Come successo a tantissime altre coppie, il lockdown ha rischiato di far implodere la relazione fra Ben e Tracey, ed è stato proprio lì, in quella convivenza forzata e prolungata, che i due hanno ritrovato la voglia ma anche la necessità di tornare a fare insieme ciò che meglio gli riesce. Il risultato è Fuse, un lavoro nato da un po’ degli spunti messi da parte da Watt nel corso del tempo e dal bisogno di Thorn di mettere nero su bianco ciò che le passava per la testa. E Tracey già in apertura di disco sfodera con Nothing Left To Lose uno di quei testi che l’hanno resa un punto di riferimento, rivolgendosi presumibilmente al marito, anche se in realtà non è poi così importante il destinatario del messaggio: “Kiss me while the world decays / Kiss me while the music plays”, il mondo tutt’intorno che collassa, la musica − la loro − che riprende a suonare, su una base che strizza l’occhio alla dubstep e che rinverdisce i fasti da dj di Ben.

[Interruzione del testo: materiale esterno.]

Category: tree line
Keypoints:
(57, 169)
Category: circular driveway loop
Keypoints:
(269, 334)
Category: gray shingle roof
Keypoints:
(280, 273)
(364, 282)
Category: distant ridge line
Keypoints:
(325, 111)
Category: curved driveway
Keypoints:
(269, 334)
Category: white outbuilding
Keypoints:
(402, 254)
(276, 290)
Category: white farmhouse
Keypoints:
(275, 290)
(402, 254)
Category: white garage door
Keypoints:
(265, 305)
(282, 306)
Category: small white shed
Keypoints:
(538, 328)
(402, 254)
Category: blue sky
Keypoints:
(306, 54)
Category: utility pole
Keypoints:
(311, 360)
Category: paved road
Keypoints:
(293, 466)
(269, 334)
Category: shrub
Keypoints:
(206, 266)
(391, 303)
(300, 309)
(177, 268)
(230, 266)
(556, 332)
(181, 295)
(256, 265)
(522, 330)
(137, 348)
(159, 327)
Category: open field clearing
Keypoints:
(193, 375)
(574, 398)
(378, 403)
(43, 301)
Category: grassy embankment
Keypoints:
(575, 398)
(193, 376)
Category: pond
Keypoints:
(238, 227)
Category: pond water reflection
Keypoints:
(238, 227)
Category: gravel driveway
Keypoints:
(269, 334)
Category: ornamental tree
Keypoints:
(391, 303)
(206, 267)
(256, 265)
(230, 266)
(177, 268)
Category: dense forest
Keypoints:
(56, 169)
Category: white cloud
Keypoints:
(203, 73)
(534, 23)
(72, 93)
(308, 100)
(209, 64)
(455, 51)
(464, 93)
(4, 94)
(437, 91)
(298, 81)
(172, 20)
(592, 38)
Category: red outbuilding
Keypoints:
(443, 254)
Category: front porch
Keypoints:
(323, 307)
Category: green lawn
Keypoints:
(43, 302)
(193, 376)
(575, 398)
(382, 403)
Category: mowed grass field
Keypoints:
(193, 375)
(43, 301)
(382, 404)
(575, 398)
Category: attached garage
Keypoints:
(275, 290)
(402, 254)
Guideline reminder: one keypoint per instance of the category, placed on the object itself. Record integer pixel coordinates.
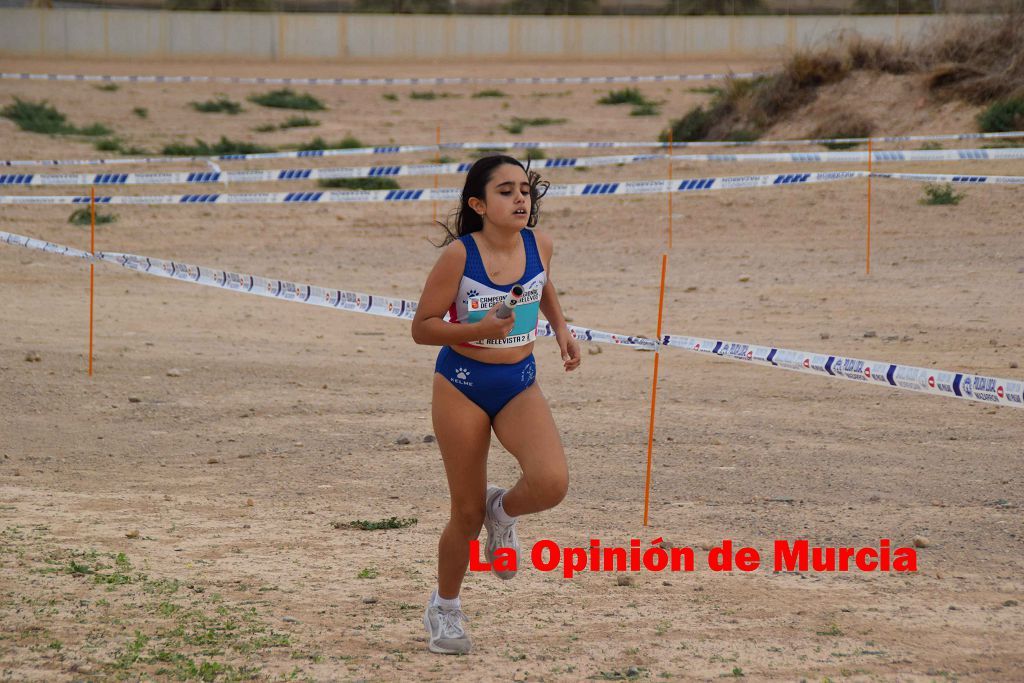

Ed è proprio il lavoro di Watt che, come da sempre accade sul pianeta EBTG, funge da collettore di immaginari tra i più disparati, quando regala uno svolgimento trasognato alle notti nei club di Run A Red Light, quando dà vigore house a Caution To The Wind che pare uscita da “Temperamental” (1999) così come Forever con il suo marcato piglio dance, quando condisce con visioni orientaleggianti Lost o quando rende oscuramente cinematiche When You Mess Up e Interior Space. Non è un album uniforme per ispirazione questo “Fuse”, ma lo è all’interno dell’esperienza Everything But The Girl, produzioni che hanno sempre giocato a cavallo tra le contaminazioni, dentro e fuori i locali notturni, con più e meno bpm, mantenendo sempre una riconoscibile coerenza sonora.
“Fuse” è un lavoro meraviglioso, un lavoro dove clubbing (Ben) e intimità (Tracey) s’incontrano e si fondono inscindibilmente, ed è chiaro come ci sia ben poca nostalgia e nessun revivalismo nel ritrovarsi oggi a realizzare (loro) ed ascoltare (noi) un album del genere: perché è confezionato in modo sublime e perché attualizza semplicemente ciò che gli Everything But The Girl sono sempre stati, ovvero una splendida macchina da malinconiche atmosfere sintetiche. A volte, come in questo caso, non lasciar perdere e tornare su un discorso rimasto in sospeso può fare bene e risultare persino terapeutico.